You can also graph these commonly used statistical functions by setting fun = the named functions in your stat_function() layer. If you want to specify the mean and standard deviation, use args = list() to include the required arguments from the named function above (e.g. dnorm needs mean and sd).

ggplot(data = data.frame(x = -400:600))+
  aes(x = x)+
  stat_function(fun = dnorm, args = list(mean = 200, sd = 200), color = "blue", size = 2, linetype = "dashed")

If you don’t include this, it will graph the standard distribution:

ggplot(data = data.frame(x = -4:4))+
  aes(x = x)+
  stat_function(fun = dnorm, color = "blue", size = 2, linetype = "dashed")

To add shading under a distribution, simply add a duplicate of the stat_function() layer, but add geom="area" to indicate the area beneath the function should be filled, and you can limit the domain of the fill with xlim=c(start,end), where start and end are the x-values for the endpoints of the fill.

# graph normal distribution and shade area between -2 and 2
ggplot(data = data.frame(x = -4:4))+
  aes(x = x)+
  stat_function(fun = dnorm, color = "blue", size = 2, linetype = "dashed")+
  stat_function(fun = dnorm, xlim = c(-2,2), geom = "area", fill = "green", alpha=0.5)

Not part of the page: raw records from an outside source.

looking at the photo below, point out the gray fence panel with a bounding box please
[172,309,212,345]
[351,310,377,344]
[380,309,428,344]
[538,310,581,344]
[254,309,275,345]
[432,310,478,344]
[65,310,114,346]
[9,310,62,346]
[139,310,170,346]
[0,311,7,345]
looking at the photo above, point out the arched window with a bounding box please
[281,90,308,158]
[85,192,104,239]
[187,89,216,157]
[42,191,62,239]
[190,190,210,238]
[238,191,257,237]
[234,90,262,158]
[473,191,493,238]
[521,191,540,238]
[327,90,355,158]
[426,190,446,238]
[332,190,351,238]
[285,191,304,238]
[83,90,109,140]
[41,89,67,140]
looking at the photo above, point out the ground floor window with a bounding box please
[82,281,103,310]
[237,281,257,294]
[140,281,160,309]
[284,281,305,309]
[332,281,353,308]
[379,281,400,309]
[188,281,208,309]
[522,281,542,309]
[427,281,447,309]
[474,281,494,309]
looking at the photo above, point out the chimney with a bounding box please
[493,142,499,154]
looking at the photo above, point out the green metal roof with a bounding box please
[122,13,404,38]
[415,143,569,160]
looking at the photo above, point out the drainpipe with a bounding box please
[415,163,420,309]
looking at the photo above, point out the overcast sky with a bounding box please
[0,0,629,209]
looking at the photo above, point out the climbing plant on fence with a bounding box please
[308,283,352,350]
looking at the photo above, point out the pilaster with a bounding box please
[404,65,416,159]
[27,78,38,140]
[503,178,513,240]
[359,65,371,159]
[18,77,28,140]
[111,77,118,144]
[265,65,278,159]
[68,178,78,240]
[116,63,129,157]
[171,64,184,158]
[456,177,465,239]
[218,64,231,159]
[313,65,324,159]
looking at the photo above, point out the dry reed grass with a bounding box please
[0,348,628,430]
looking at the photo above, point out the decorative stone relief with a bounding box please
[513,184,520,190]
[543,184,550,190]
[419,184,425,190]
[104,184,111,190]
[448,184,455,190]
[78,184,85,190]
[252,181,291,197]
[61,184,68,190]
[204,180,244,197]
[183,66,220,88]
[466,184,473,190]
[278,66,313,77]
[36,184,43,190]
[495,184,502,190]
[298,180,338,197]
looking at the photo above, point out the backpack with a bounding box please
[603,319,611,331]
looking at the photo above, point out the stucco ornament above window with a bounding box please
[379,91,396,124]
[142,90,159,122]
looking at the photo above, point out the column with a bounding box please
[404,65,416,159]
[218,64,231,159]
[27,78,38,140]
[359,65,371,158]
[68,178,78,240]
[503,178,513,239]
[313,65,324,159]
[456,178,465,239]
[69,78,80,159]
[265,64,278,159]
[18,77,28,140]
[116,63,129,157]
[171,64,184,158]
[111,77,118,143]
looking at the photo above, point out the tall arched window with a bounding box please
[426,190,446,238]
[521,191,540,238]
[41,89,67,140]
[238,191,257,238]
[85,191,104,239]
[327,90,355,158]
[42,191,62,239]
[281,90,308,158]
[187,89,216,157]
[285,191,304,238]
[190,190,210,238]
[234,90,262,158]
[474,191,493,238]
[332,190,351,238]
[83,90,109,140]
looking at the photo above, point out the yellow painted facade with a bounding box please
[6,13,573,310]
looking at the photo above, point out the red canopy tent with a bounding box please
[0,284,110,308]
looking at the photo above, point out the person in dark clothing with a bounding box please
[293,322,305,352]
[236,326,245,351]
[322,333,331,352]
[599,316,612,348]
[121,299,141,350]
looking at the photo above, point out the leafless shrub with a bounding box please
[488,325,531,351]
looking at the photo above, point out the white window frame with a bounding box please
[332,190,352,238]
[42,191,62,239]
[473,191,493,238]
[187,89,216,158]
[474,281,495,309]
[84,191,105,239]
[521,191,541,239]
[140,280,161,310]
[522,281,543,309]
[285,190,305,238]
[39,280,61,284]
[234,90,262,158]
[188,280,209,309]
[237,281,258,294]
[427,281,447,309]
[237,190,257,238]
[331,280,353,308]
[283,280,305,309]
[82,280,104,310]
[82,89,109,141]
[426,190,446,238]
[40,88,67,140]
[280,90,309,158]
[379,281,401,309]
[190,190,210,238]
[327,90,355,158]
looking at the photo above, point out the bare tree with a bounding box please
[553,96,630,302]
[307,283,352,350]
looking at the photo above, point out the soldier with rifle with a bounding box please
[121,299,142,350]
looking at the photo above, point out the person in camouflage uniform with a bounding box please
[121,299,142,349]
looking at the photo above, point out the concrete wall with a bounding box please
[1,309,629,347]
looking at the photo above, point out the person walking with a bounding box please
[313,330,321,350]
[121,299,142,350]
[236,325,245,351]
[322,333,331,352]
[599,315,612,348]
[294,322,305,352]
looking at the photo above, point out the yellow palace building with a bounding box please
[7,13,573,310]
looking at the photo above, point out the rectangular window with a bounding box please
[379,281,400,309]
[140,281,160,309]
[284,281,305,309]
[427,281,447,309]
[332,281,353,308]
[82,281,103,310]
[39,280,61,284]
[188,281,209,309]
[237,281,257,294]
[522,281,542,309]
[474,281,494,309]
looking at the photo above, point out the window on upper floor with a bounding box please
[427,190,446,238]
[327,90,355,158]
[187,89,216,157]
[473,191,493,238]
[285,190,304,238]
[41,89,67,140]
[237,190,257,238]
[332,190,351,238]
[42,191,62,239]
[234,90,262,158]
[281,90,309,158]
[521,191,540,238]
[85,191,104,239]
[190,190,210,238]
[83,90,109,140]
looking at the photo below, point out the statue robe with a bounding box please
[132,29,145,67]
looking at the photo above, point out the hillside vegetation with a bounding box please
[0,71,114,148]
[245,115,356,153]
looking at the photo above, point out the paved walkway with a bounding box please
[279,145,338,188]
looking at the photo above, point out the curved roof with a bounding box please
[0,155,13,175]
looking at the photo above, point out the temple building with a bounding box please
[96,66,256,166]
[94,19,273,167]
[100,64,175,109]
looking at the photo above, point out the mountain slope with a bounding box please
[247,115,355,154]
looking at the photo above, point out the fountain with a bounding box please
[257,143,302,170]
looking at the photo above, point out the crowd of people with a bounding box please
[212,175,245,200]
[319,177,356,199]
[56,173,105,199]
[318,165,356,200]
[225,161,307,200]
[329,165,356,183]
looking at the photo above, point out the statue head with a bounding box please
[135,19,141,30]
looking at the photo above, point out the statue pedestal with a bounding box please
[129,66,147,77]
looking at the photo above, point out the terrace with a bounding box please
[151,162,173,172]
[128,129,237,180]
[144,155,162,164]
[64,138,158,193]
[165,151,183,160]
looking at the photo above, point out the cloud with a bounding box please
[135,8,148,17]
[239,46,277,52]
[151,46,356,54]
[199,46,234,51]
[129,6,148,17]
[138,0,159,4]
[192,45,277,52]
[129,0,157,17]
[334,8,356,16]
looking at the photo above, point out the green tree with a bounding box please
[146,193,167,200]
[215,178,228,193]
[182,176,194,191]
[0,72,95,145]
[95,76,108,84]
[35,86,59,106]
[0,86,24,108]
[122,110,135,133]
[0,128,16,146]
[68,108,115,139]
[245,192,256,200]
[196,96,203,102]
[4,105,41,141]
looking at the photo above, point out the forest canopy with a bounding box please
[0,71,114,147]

Hence, here is one graph from my slides:

ggplot(data = tibble(x=35:115))+
  aes(x = x)+
  stat_function(fun = dnorm, args = list(mean = 75, sd = 10), size = 2, color="blue")+
  stat_function(fun = dnorm, args = list(mean = 75, sd = 10), geom = "area", xlim = c(65,85), fill="blue", alpha=0.5)+
  labs(x = "X",
       y = "Probability")+
  scale_x_continuous(breaks = seq(35,115,5))+
  theme_classic(base_family = "Fira Sans Condensed",
           base_size=20)

Last updated on Sep 16, 2021